Guardo allo specchio quell'uomo che sono, e non mi riconosco. Hans
Axel von Fersen. Sono davvero io? Mi detestano in molti. Rifuggo le visite di cortesia, e
non faccio deroghe sulle tasse. Tutto ciò che gestisco con le mie mani è
perfetto. Eppure non ho soddisfazione, non ho riposo, non ho sorriso…
Mi
chiedo se io sia vivo.
Ogni
giorno è il 20 giugno, da anni… da troppi anni… un labirinto di specchi.
Sono passati così tanti anni che, ormai, ho perso la speranza - stupida, come
ogni speranza- che la sua anima venga a liberarmi e mi porti con sé, in un
cielo luminoso, come nei dipinti sulle volte delle chiese di Roma.
No,
anche i ricordi sono assurdi e illogici rispetto al freddo che provo dentro.
Come se vivessi prigioniero di una gelida bara di ghiaccio. Eterna condanna per
un errore. Sarebbe bastata un'ora, a Varennes, sarebbe bastato un gesto e tutto
sarebbe stato diverso. Ci ho messo tutto l'amore, tutto il coraggio di cui ero
capace per farla fuggire. Per salvarla… Non ci sono riuscito. Ho fallito. Ha
fallito la mia vita. Che senso ha, mi chiedo… che senso ha… E' illogico.
Illogico.
Ma
oggi uscirò. Anche se è il 20 giugno, un giorno maledetto. C'è un sole
pallido come la mia voglia di vivere… Siamo arrivati al 1810.[2]
Generale Jarjayes
La
schiena mi fa molto male, ma in tanti anni di vita militare è il minimo
acciacco. I governi mi hanno allontanato, mi hanno ripreso, mi hanno cacciato
ancora e poi di nuovo voluto. Ho obbedito, come sempre. Ma io non mi sono più
votato ad un ideale, ad un credo. Io, che ero un fedelissimo della Corona, non
credo più né alla Corona né al Dio che la volle. Se fosse stato vero, le
persone che ho difeso a rischio della vita, non sarebbero morte. Dio non le
avrebbe lasciate morire. Invece… tutta l'impalcatura della mia esistenza è
crollata… tutto si è dimostrato un castello di carte.
La
mia fibra è resistente e la mia ora non verrà tanto presto. Ma se guardo
indietro alla mia vita, mi chiedo che senso abbia avuto. Mi sembra tutto così
illogico. Come se il mio giardiniere più bravo potasse fiori appena in boccio.
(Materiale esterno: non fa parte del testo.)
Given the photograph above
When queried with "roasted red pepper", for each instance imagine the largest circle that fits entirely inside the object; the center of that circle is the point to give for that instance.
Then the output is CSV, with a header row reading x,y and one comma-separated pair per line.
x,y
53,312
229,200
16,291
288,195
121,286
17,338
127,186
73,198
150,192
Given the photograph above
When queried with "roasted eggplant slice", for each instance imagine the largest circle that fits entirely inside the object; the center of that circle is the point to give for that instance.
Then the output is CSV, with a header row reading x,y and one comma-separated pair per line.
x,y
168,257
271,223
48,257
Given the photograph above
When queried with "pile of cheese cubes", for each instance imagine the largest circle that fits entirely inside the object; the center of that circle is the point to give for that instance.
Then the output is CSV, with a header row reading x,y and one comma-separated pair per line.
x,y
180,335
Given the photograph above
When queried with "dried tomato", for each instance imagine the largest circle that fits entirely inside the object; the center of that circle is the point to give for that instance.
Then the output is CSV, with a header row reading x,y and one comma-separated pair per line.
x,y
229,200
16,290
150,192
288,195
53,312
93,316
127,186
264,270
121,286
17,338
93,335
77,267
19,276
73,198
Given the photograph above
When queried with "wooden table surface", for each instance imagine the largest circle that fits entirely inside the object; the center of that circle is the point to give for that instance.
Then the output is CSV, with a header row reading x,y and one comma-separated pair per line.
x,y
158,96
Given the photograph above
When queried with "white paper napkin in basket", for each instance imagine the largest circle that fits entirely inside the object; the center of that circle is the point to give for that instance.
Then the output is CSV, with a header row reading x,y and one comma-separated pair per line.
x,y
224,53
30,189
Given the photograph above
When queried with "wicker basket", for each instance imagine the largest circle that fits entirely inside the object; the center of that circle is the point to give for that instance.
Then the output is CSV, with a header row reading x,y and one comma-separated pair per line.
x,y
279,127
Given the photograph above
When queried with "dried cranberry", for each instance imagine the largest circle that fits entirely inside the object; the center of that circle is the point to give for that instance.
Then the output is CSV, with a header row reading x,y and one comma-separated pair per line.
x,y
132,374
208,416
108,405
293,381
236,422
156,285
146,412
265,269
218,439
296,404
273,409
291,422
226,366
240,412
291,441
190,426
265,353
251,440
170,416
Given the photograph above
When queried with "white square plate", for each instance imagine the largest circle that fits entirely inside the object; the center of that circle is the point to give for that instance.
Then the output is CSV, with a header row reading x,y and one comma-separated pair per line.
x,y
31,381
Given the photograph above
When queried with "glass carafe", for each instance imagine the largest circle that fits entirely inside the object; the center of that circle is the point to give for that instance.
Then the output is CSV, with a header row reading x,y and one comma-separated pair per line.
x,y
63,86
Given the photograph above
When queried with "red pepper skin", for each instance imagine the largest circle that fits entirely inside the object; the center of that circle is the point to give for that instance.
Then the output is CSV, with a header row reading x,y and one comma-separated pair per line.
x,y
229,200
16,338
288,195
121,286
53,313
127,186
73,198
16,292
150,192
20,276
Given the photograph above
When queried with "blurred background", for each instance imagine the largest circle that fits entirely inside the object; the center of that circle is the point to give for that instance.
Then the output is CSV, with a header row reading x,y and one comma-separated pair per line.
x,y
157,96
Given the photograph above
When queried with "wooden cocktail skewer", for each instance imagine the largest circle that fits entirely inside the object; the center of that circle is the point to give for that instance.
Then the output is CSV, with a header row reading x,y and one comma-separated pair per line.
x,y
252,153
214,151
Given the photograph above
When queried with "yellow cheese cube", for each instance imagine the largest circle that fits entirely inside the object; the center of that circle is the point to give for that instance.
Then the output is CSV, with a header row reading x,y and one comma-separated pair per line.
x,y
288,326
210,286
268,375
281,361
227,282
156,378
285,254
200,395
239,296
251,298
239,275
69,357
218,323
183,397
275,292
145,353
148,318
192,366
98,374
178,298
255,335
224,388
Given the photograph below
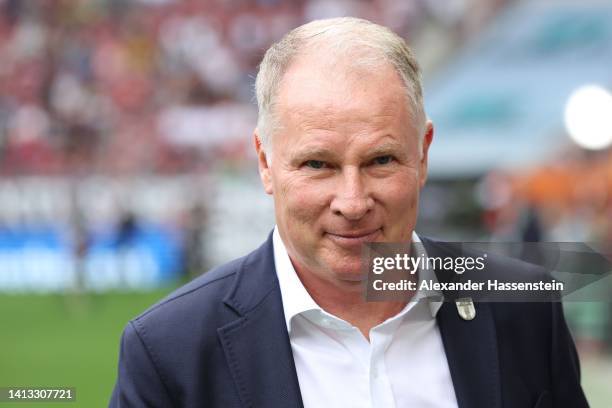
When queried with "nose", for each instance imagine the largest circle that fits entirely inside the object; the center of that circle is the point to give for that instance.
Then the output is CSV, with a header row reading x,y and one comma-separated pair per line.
x,y
351,200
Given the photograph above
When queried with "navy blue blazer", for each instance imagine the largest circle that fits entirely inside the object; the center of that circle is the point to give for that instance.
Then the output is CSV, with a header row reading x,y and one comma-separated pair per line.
x,y
221,342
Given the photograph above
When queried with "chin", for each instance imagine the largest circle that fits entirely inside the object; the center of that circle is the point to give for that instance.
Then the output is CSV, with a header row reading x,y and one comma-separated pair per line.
x,y
349,272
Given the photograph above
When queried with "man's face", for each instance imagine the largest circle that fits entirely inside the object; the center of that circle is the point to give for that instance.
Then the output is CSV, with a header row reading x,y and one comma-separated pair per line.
x,y
345,168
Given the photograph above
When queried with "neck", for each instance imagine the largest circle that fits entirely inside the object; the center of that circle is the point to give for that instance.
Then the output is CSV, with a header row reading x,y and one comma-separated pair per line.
x,y
346,301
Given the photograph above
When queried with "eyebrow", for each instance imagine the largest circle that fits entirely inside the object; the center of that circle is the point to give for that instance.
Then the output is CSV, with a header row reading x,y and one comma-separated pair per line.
x,y
308,153
386,148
Mi chiedo, davvero, che senso abbia avuto. Avrei tante cose per cui
preoccuparmi, tante azioni da fare, ma tutte mi sembrano relative.
Eppure…
se devo trovare un senso a ciò che i miei occhi hanno visto… a ciò che il
mio cuore ha patito… ai miei errori, ai miei entusiasmi… mi sembra di girare
nel vuoto, come fossi polline di maggio… Alla fine mi poso su due occhi
azzurri, dipinti dalle mani sapienti di un pittore. Non so che fine abbia fatto
quell'uomo. Considerando gli anni del Terrore, posso anche indovinarlo. Eppure
lui non ha messo solo abilità, ma qualcosa di più in questo dipinto, l'unica
cosa che sono riuscito a salvare del mio patrimonio.
Ero
in fuga, avevo fallito. Sono rientrato in casa per raccogliere pochi averi e non
tornare mai più. Avevo fretta, da un momento all'altro mi avrebbero arrestato.
Ma quando l'ho visto, sono rimasto paralizzato. Quel ritratto mi ha rapito,
quegli occhi mi hanno rapito. Con la spada ho tagliato una parte della tela,
l'ho presa con me. L'ho incorniciata con dell'ebano, perché l'azzurro risalti
di più… E, ora, la sto guardando. Perché in questo sguardo azzurro c'è la
vita, le sue assurde contraddizioni, i suoi slanci e le sue asprezze. La sua
totale, eroica illogicità. E io che credevo che anche la vita potesse obbedirmi
come i miei soldati… Invece, vecchio e stanco che sono, mi pare di aver capito
qualcosa… mi pare di vederla, forse è sfuggente, forse è un'effimera
illusione… ma mi sembra di vederla negli occhi di Oscar….
Mail
to
sonia_78@virgilio.it
[1] Riyoko Ikeda. Dai che tra un po' ve lo leggete tutti!!!
[2] Fersen morì, linciato dalla folla, il 20 giugno 1810. Era l'anniversario del fallimento della fuga a Varennes, di cui egli si sentiva responsabile. La Ikeda vi dedica due pagine dense: “Fersen aveva maledetto il 20 giugno come il giorno del suo peccato, si era raggelato dentro e morì proprio un fatidico 20 giugno, linciato dalla folla che lo odiava. Così il destino legò con la morte i due amanti".